SQL Saturday Exeter was great fun and a good learning experience. If you are a data professional working with SQL Server, you should get yourself along to the next one in 2016 and get involved!
This is not polished enough to be considered a full review of SQL Saturday Exeter. It’s just my mental notes committed to page before I forget. I might tidy this up later if I get time :-)
Friday was a full day’s workshop on using Red Gate’s new solution for Database Lifecycle Management. Part 3 of a trilogy (part 1 is source control, part 2 is continuous integration).
This session was the compelling business reason to come to Exeter. At work we are planning the next phase of our automatic database deployment strategy. We already trust Red Gate’s database development tools, and we want to build on that investment.
It’s early days, but to me it looks like SQL Release is a winning product, and the missing piece of our database deployment puzzle.
I hope to write more about this soon :-)
Yarr! Plastic dreads, gutrot rum, comical accents, gold (chocolate) coins, and FOOT JENGA!
“What has spinach got to do with database development?”
As it turns out, they both have data quality issues in common. People believed for generations the bad data about the iron content of spinach.
Your most important job as a database professional is to defend against bad data. If you don’t do this, anything else you do will just be helping to deliver the wrong answer more quickly.
The keynote was delivered as a video and published online, so you can watch it again from the comfort of your own bed! At just six minutes long, you could even watch it over a coffee break.
What can you do to tune SQL Server when you don’t have control over the database code? Actually quite a few things.
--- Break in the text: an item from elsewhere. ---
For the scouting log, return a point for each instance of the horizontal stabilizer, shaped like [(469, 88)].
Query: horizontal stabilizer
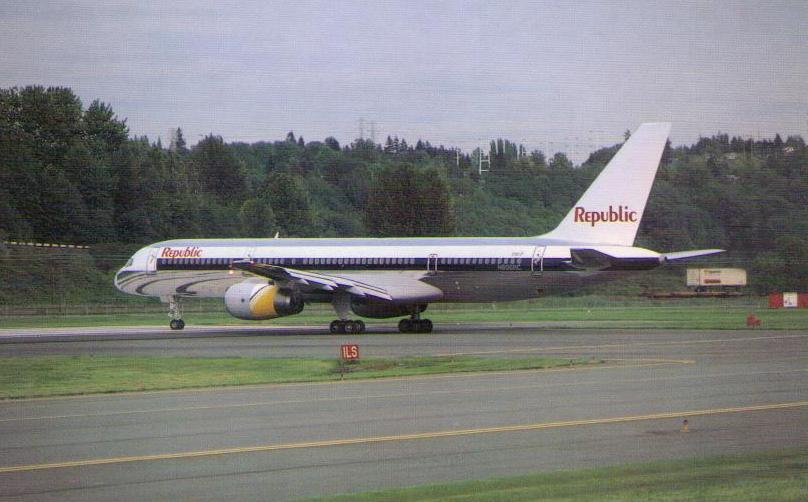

Richard reminded us that the server’s main job is to respond to requests for data. That data can be retrieved from three physical places: CPU cache, memory, and disk. Each subsequent location is roughly an order of magnitude slower to access than the one before. (Read Jeff Atwood‘s post on relative latencies for a great general overview of the fundamental problem).
We had an overview of the server-side lifecycle of a database query, from initial receipt of the SQL query to the final submitting of a TDS (tabular data stream) response.
A key stage of this lifecycle is when SQL Server looks in the plan cache.
Richard showed us how to reduce cache bloat with a server configuration option for storing a “stub” plan the first time around.
He pointed out that the query text must match exactly to the text stored in the cache for the cached plan to be usable. Coding standards might seem onerous, but in this case they may relieve memory pressure!
You can monitor the plan cache with an odd but effective query from Jonathan Kehayias. Odd because it use the WITH XMLNAMESPACES clause (new to me!) and XQuery, effective because you can pull out missing index information from the each XML plan into a single database table.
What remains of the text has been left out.